The Swiss government has issued the first green Confederation bond, raising 766 million Swiss francs (CHF). The demand at the auction of the first green bond was high - bids totalling 974 million Swiss francs were received.
What exactly are green bonds and how has the market for them developed? Here is a brief introduction to the topic.
What are green bonds?
An issuer can raise money on the capital market with green bonds in the same way as with conventional bonds. In the future, green bonds will be a specific component of Confederation bonds and will diversify the Confederation's financing instruments. The money raised with green bonds cannot be used freely; it may be allocated exclusively to projects that have a positive impact on the environment, primarily in the areas of public transport, biodiversity, international cooperation and research.
What was the volume of the first green bond issued and how did the markets react?
The markets reacted favourably to the issuance of the first green Confederation bond. There was considerable interest in the new instrument, with bids totalling CHF 974 million. The Federal Treasury allocated 766 million at an annual yield of 1.47 %.
Who bought the green bond?
We cannot say for sure, as these bonds are bought by banks for investors and are not bearer bonds, i.e. the securities can also be traded.
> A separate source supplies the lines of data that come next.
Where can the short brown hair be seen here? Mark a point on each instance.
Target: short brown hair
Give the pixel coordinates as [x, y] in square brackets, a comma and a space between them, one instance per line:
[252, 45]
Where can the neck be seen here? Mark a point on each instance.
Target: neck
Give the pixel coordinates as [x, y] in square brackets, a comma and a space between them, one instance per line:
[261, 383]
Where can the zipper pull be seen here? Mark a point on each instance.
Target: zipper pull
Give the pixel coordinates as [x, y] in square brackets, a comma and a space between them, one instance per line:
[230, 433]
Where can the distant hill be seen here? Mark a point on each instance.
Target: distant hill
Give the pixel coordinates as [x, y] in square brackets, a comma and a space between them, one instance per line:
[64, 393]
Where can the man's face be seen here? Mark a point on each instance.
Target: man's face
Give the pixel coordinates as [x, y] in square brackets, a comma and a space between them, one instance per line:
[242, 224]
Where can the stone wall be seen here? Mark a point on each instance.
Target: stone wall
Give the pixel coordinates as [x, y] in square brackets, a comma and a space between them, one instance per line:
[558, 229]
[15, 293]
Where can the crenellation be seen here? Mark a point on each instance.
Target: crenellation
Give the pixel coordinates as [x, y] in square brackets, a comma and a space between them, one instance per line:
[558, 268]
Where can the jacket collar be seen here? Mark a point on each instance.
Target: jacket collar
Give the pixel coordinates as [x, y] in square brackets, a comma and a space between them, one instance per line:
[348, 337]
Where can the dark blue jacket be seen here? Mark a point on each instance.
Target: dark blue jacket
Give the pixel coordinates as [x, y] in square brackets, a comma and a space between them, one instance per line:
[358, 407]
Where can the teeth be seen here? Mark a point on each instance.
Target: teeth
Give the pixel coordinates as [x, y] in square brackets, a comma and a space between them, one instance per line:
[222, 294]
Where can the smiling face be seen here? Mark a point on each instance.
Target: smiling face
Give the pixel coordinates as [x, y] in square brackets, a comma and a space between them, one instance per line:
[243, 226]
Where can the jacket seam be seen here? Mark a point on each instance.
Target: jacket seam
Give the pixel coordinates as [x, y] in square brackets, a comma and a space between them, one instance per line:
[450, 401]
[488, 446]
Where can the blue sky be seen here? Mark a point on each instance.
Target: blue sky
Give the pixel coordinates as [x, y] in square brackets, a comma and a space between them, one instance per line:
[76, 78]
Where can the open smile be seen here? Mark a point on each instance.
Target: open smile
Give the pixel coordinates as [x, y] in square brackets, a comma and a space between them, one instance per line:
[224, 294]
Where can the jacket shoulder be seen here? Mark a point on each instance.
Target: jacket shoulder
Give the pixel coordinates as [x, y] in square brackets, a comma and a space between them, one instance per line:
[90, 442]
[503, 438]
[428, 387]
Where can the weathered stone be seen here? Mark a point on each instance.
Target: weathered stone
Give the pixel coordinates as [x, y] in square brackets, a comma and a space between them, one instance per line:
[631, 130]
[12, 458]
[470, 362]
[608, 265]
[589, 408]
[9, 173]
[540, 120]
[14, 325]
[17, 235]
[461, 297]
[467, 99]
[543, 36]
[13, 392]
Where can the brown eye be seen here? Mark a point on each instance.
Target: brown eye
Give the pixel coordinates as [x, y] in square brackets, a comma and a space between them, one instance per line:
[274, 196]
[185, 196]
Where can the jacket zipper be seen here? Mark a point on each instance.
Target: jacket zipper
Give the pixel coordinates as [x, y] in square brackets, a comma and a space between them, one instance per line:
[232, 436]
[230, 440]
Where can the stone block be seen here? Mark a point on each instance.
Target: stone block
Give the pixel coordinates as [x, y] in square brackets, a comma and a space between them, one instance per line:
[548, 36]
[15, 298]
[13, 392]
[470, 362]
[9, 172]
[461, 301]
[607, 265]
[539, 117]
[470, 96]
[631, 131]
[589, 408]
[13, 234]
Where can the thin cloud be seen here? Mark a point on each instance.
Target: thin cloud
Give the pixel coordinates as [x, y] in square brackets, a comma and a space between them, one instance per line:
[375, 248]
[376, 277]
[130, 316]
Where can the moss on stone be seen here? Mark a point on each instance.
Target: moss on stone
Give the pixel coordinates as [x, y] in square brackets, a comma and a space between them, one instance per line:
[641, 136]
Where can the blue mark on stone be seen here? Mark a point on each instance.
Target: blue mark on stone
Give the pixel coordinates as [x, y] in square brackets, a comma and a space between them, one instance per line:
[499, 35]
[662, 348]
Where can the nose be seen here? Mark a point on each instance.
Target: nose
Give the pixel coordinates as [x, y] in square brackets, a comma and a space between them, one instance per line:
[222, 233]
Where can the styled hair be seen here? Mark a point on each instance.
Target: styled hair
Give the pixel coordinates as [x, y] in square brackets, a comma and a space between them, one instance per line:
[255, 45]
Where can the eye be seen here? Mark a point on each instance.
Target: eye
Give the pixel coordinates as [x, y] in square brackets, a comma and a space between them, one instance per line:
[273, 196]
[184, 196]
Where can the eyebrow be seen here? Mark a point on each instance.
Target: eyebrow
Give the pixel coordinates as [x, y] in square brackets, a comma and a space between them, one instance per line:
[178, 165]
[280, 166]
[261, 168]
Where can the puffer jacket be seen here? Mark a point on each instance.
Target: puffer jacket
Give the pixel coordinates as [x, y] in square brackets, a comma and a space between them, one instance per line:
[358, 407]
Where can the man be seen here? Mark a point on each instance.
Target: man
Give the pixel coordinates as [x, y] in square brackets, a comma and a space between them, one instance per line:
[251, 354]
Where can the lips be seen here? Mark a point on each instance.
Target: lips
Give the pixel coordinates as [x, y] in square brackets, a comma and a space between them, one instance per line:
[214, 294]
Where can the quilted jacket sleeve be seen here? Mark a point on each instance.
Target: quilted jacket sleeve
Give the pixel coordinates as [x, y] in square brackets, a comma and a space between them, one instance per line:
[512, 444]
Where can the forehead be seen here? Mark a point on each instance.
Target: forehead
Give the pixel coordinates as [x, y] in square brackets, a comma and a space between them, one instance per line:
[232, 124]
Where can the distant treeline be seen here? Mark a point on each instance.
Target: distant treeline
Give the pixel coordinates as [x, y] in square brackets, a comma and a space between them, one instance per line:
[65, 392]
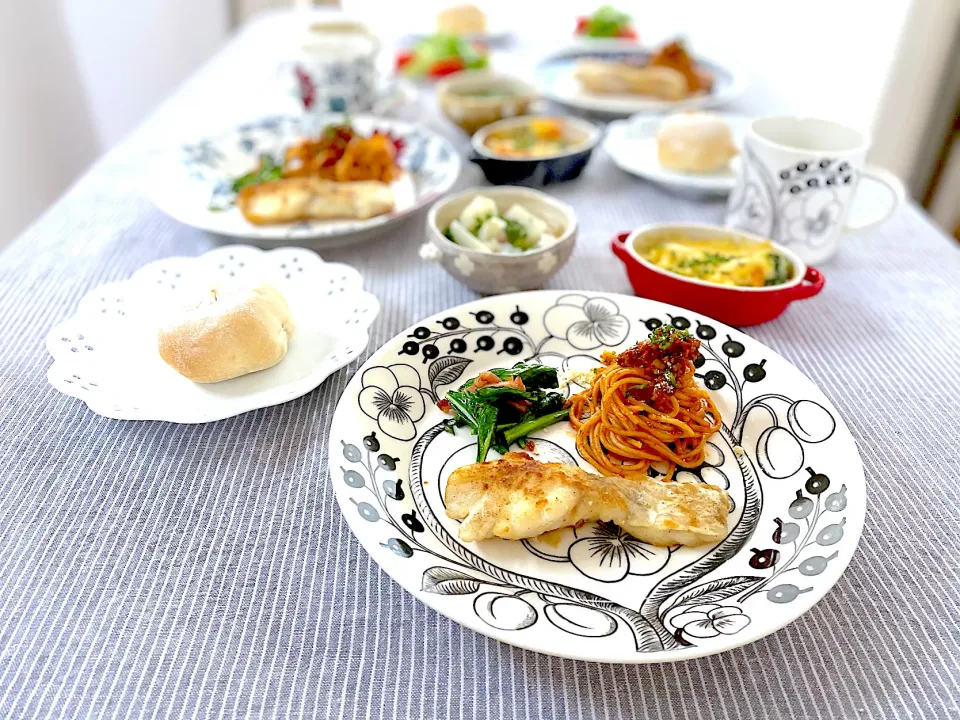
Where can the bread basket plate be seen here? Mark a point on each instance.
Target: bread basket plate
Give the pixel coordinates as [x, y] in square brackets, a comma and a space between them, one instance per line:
[632, 145]
[785, 456]
[106, 354]
[192, 183]
[555, 77]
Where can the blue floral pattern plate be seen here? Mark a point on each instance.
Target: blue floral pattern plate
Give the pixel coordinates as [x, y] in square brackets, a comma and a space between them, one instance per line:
[193, 184]
[596, 593]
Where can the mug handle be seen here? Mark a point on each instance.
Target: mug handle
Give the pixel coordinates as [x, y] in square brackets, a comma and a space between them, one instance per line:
[891, 183]
[618, 246]
[812, 283]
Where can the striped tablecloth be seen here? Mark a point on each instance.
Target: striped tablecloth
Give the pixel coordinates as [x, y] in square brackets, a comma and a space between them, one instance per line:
[158, 570]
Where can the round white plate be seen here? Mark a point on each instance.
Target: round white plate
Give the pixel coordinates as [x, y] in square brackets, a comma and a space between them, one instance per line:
[632, 144]
[597, 593]
[555, 77]
[193, 183]
[106, 354]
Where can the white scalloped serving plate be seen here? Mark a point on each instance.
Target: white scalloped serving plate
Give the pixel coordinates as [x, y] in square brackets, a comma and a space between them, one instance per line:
[106, 354]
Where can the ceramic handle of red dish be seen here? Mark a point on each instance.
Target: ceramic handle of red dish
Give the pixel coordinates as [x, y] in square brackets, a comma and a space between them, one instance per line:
[811, 284]
[618, 246]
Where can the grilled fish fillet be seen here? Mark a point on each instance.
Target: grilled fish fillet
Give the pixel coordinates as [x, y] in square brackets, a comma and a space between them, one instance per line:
[518, 497]
[308, 198]
[611, 77]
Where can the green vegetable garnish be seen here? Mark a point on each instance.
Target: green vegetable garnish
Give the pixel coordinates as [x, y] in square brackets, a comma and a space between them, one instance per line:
[268, 171]
[500, 416]
[517, 235]
[607, 22]
[665, 335]
[521, 430]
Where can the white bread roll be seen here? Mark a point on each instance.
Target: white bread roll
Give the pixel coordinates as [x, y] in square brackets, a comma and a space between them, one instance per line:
[229, 332]
[695, 143]
[462, 20]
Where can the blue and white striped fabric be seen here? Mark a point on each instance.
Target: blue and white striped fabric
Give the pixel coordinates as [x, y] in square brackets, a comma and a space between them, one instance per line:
[153, 570]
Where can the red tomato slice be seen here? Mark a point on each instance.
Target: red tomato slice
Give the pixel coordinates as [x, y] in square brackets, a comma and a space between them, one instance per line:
[447, 66]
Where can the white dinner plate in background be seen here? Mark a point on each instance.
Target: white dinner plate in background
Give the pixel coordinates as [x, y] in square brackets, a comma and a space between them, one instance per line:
[106, 354]
[192, 183]
[555, 78]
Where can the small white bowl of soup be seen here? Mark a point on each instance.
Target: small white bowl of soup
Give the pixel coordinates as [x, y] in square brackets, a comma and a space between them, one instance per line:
[735, 277]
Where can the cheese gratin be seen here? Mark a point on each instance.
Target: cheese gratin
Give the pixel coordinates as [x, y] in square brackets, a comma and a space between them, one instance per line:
[725, 262]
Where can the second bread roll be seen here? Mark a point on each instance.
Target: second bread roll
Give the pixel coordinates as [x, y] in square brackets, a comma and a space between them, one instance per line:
[695, 143]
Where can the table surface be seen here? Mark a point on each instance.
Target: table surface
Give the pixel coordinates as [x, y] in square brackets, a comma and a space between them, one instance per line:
[158, 570]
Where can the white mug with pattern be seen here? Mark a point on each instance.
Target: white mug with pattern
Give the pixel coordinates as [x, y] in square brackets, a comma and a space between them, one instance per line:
[798, 181]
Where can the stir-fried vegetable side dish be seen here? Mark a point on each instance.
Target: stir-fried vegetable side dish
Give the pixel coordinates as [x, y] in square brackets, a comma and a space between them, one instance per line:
[504, 405]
As is the case with conventional bonds, most of the green bonds are likely to be held by domestic investors, led by insurance companies, investment funds and pension funds.
Will more green bonds be issued in the future?
Yes, the federal government will regularly issue green bonds in the future or reopen the green bond just issued.
What volume will be issued?
The targeted issuance volume is several hundred million francs per year. The new financing instrument will enable the proceeds to be allocated to green expenditure that has already been approved by Parliament. An analysis of the federal budget based on the 2021 state financial statements identified green expenditure of around CHF 4.5 billion, primarily in the areas of public transport, biodiversity, international cooperation and research. Since the available green expenditure exceeds the Confederation's longer-term issuance volume and conventional bonds will continue to be issued, only some green expenditure will be allocated to green Confederation bonds.
Do green bonds lead to higher environmental expenditure?
Green bonds do not automatically lead to more environmental expenditure, as they are only a financing instrument. Parliament has to decide on additional green expenditure to achieve higher environmental expenditure. Green bonds as an instrument are intended to promote the competitiveness of the Swiss financial centre, strengthen the application of international standards in Switzerland and encourage the issuance of green bonds by private players.
How has the green bond market developed?
The market for green bonds is still relatively small, both in Switzerland and internationally, but it has grown robustly in the past few years. Green bonds were first issued in 2007, but have only become established in recent years. By the end of 2021, green bonds totalling around USD 1,400 billion had been issued worldwide, aggregated over all years. That sounds like a lot, but compared to the total volume of bonds outstanding on the capital market, it is a niche product. Around 14% of all green bonds issued during that period were attributable to governments. So governments play an important role in the issuance of green bonds. Sustainability will continue to grow in importance in the financial sector, both nationally and internationally.
What other countries issue green bonds?
Many European countries have already issued green bonds, with France, Germany and the UK being particularly active. The European Commission has also announced that around a third of the EUR 750 billion NextGenerationEU package is to be financed with green bonds and has already issued green bonds. The United States, the global benchmark issuer, has not yet announced any plans to issue a sovereign green bond. Overall, however, only a very small proportion of sovereign issues have been green bonds up to now.
What is the situation in Switzerland?
Issuers have a total of just under CHF 11 billion in green bonds outstanding on the Swiss capital market. This corresponds to 1.9% of the total Swiss capital market. To date, green bonds have been issued mainly by banks and insurers, and the cantons of Basel Stadt and Geneva have also been active in the market.
How were these green bonds developed? What is the basis?
The framework adopted by the Federal Council during its meeting on 17 August 2022 forms the basis for issuing green Confederation bonds. It shows how the bonds will be integrated into the Confederation's sustainability strategy, which green expenditure from the federal budget can be allocated to green Confederation bonds and how this expenditure will be reported. When preparing the framework, the Confederation was guided by the Green Bond Principles (GBP) of the International Capital Market Association, which are considered the market standard internationally. The framework was subjected to an external audit and certified.